[Biojava-dev] The future of BioJava

Sat Sep 22 18:42:50 UTC 2007

Richard & Andy,

   1. I like the idea of making readers more pluggable, and Dozer
   definitely looks interesting.  Is this going to be supported via the Service
   Provider Interface approach (used by Taverna and other projects)?

   2. Andy brought up the point of people who create non-standard
   variations of EMBL-formatted files.  I was wondering if these files were
   created in programming languages other than Java?  If so, would those users
   be willing to use a Jython, JRuby, or a Perl-like scripting language like
   Sleep,?  This would allow them to use biojava as a library, and still use a
   scripting language whose syntax they were familiar with.  They would also be
   producing files in a more standardized format.  This might cut down on the
   number of parsing mistakes caused by "unsupported" file variations.  You can
   go to http://scripting.dev.java.net for more information on the
   scripting languages that the Java VM supports.
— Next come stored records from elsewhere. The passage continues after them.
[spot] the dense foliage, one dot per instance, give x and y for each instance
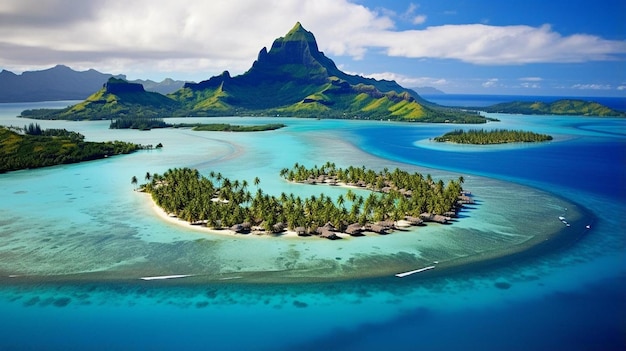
(220, 202)
(560, 107)
(292, 79)
(496, 136)
(53, 147)
(141, 123)
(222, 127)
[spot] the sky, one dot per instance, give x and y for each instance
(518, 47)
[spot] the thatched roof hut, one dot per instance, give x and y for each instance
(354, 229)
(327, 234)
(414, 220)
(430, 217)
(278, 227)
(377, 228)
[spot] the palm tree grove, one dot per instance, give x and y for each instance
(218, 202)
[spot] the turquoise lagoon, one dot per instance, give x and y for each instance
(75, 239)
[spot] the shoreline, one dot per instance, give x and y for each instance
(161, 214)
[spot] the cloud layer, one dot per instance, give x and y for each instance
(194, 35)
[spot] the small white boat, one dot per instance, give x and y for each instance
(161, 277)
(402, 275)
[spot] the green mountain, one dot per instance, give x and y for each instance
(560, 107)
(293, 78)
(117, 98)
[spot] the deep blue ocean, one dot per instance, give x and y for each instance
(469, 100)
(573, 298)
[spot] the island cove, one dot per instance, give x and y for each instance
(500, 225)
(404, 199)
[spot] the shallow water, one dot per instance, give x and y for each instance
(85, 236)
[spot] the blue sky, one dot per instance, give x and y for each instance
(526, 47)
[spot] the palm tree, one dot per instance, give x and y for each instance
(257, 181)
(133, 181)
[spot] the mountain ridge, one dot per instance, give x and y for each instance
(64, 83)
(293, 78)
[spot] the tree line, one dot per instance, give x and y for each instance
(496, 136)
(219, 202)
(23, 151)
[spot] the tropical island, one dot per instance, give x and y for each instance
(572, 107)
(397, 198)
(34, 147)
(293, 78)
(487, 137)
(147, 123)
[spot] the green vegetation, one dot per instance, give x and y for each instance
(222, 127)
(52, 147)
(560, 107)
(292, 79)
(116, 99)
(141, 123)
(496, 136)
(218, 202)
(149, 123)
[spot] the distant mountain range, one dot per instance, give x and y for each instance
(293, 78)
(63, 83)
(560, 107)
(428, 91)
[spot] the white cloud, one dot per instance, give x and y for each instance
(592, 86)
(419, 19)
(491, 83)
(498, 45)
(209, 36)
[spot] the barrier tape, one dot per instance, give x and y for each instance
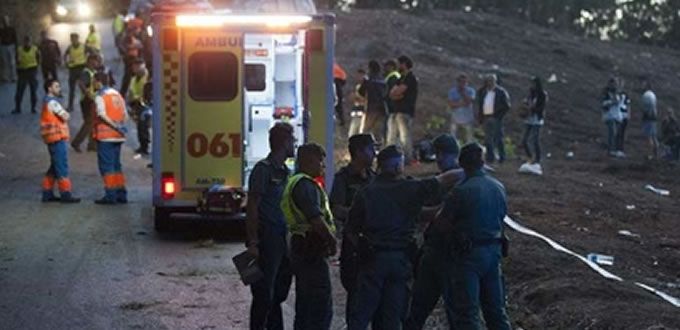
(530, 232)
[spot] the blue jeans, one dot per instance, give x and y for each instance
(382, 289)
(58, 171)
(531, 140)
(108, 159)
(493, 139)
(476, 281)
(431, 282)
(612, 133)
(313, 300)
(272, 289)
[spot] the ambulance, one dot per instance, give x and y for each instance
(221, 80)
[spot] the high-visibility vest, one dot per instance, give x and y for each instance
(93, 41)
(52, 127)
(338, 72)
(297, 224)
(137, 87)
(76, 56)
(114, 106)
(392, 74)
(118, 24)
(27, 58)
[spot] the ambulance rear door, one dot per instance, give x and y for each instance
(212, 103)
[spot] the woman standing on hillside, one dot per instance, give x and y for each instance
(535, 108)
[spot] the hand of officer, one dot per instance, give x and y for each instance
(254, 251)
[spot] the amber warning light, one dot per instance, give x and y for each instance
(168, 186)
(219, 20)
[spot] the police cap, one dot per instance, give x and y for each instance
(389, 152)
(359, 141)
(446, 143)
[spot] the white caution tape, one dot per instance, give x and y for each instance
(524, 230)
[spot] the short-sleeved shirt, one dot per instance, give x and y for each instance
(463, 115)
(268, 181)
(407, 104)
(476, 207)
(346, 185)
(386, 210)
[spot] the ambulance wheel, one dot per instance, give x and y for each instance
(161, 220)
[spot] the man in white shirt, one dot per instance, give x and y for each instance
(493, 104)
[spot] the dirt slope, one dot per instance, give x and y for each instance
(580, 202)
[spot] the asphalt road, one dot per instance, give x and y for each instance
(87, 266)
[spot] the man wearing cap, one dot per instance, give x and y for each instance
(266, 229)
(431, 281)
(475, 211)
(310, 224)
(348, 181)
(382, 221)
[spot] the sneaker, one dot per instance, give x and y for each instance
(105, 201)
(76, 148)
(50, 199)
(70, 200)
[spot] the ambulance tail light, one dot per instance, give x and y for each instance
(168, 185)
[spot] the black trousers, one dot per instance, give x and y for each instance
(26, 77)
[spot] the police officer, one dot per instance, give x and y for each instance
(310, 222)
(382, 221)
(28, 57)
(431, 281)
(109, 132)
(75, 58)
(87, 105)
(475, 210)
(347, 182)
(267, 230)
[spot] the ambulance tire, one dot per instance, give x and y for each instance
(161, 220)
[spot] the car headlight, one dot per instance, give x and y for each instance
(84, 9)
(61, 10)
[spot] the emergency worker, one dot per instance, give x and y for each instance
(75, 59)
(54, 131)
(28, 57)
(431, 280)
(266, 229)
(475, 211)
(136, 101)
(109, 132)
(93, 41)
(348, 181)
(87, 105)
(382, 222)
(310, 223)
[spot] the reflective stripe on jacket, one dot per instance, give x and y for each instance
(76, 56)
(52, 127)
(114, 105)
(297, 224)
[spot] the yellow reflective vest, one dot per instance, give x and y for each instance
(93, 41)
(76, 56)
(27, 59)
(297, 224)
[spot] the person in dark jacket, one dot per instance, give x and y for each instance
(374, 90)
(492, 105)
(535, 104)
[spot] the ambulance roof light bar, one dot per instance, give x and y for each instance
(219, 20)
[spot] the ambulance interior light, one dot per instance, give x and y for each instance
(219, 20)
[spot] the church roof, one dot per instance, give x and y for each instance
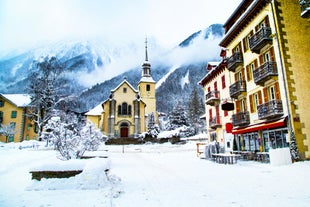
(95, 111)
(125, 81)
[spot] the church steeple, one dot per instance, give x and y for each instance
(146, 66)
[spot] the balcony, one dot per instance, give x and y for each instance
(215, 122)
(213, 98)
(270, 109)
(234, 61)
(260, 39)
(241, 119)
(237, 88)
(305, 8)
(265, 72)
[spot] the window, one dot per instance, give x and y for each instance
(12, 125)
(124, 109)
(223, 82)
(14, 114)
(245, 41)
(1, 117)
(272, 94)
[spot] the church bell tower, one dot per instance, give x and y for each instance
(146, 85)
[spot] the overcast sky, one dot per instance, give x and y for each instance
(29, 22)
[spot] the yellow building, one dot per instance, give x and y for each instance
(127, 111)
(13, 109)
(216, 88)
(266, 44)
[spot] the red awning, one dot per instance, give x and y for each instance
(266, 125)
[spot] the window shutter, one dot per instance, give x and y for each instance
(210, 113)
(267, 21)
(237, 106)
(260, 101)
(248, 73)
(272, 54)
(265, 94)
(251, 103)
(261, 59)
(242, 73)
(277, 90)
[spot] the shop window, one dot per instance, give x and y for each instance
(223, 82)
(13, 114)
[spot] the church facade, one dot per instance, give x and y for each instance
(127, 111)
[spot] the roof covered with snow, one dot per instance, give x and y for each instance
(20, 100)
(95, 111)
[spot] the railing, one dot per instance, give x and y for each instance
(234, 61)
(260, 39)
(270, 109)
(241, 118)
(212, 97)
(305, 8)
(215, 121)
(265, 71)
(237, 88)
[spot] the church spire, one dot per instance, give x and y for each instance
(146, 56)
(146, 66)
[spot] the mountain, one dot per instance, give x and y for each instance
(93, 68)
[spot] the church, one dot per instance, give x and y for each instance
(128, 111)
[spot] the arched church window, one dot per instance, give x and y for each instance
(124, 108)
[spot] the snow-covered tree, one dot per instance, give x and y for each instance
(195, 110)
(70, 138)
(178, 117)
(153, 129)
(43, 88)
(7, 130)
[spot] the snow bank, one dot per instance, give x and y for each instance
(94, 175)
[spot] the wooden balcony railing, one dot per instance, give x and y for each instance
(215, 122)
(265, 72)
(234, 61)
(270, 109)
(260, 39)
(237, 88)
(305, 8)
(212, 98)
(241, 118)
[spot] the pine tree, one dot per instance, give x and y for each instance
(178, 117)
(195, 110)
(43, 89)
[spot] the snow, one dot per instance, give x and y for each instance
(97, 110)
(149, 175)
(19, 100)
(185, 80)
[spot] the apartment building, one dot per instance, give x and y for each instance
(266, 54)
(216, 89)
(17, 127)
   3. Was there any reason why non-standard files were being created?
   Perhaps some use-case not being covered?

   4. If BioJava is split up into a variety of smaller JARs, how would
   you insure that the users had all of the JARs that they needed?  Would an
   installer be provided to allow users to select groups of JARs?  There are a
   number of open source installers that would make this process easier.  Using
   Maven is suitable if you're a developer, if you're a scripter it's a little
   more difficult to deal with.

   5. Are there any thoughts about using a templating system like
   Velocity, FreeMarker or JST?  This would make it easier to insure that files
   were produced in a standard fashion.  It would also make it easier to
   maintain support for writing files in different file formats.

   6. When it comes to unit testing and continuous building, is the
   bio*.org server going to handle that automated build & burn, or is someone
   in the group going to have to do it?  I think the inability to have the
   build setup on the server had us stymied before.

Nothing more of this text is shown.